As more individuals are forced to work from home and discontinue all trips except those to stock up on essential items, it’s clear we can expect miles driven to plummet, and auto claim frequency to follow suit.

 

If we want to get a look at what U.S. auto sales will be doing this summer, China can give you a glimpse into our future.

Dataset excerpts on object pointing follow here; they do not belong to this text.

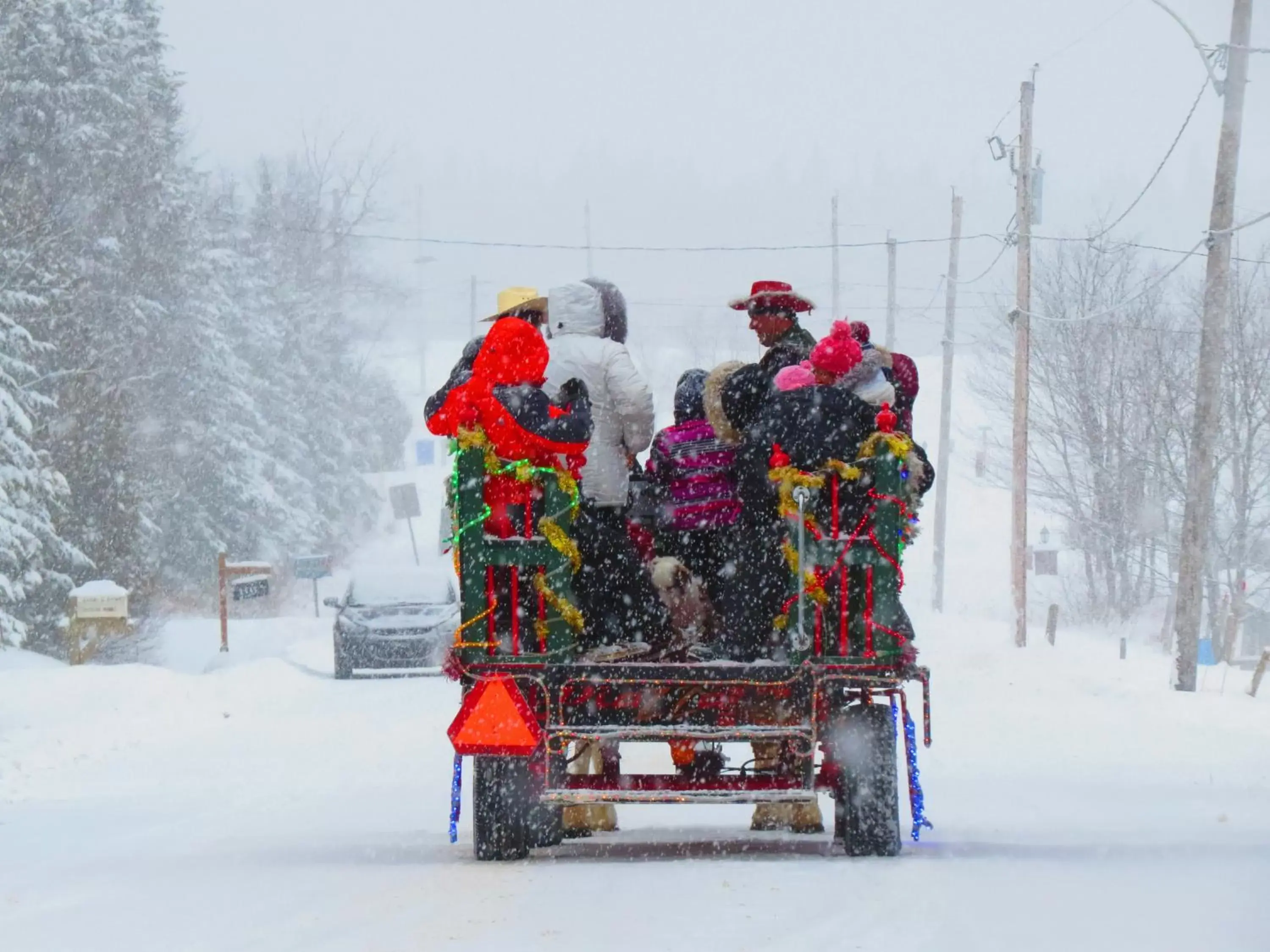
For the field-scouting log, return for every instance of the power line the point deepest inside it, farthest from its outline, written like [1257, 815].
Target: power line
[1088, 33]
[470, 243]
[1119, 305]
[1242, 225]
[1159, 168]
[981, 276]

Auto sales in China fell 33% in January 2020, and fell another 79% in February 2020.

 

The car sales numbers in China are significant because they can forecast what is coming next in the U.S.

 

“We will really watch these numbers, because a full recovery later in the year is unlikely,” she said. “Auto sales in China had already fallen over the last two years, and analysts are projecting that sales will be down between 3-5% versus 2019 sales.”

 

In Gotsch’s detailed report, it states in the U.S., analysts are predicting CY 2020 auto sales will fall by as much as 20%, as opposed to previous forecasts of a 1-2% decline for the year. The largest decline in sales are anticipated in March and April.

 

Mid-March, the UAW and the Detroit automakers agreed to shutdowns of plants to stop the spread of COVID-19. Other automakers are continuing to halt production due to the shortage of parts, identification of employees testing positive for COVID-19, as part of broader community/state quarantine efforts or in anticipation of fewer sales in CY 2020.

 

COVID-19 will likely impact parts availability through the summer and possibly longer, Gotsch said.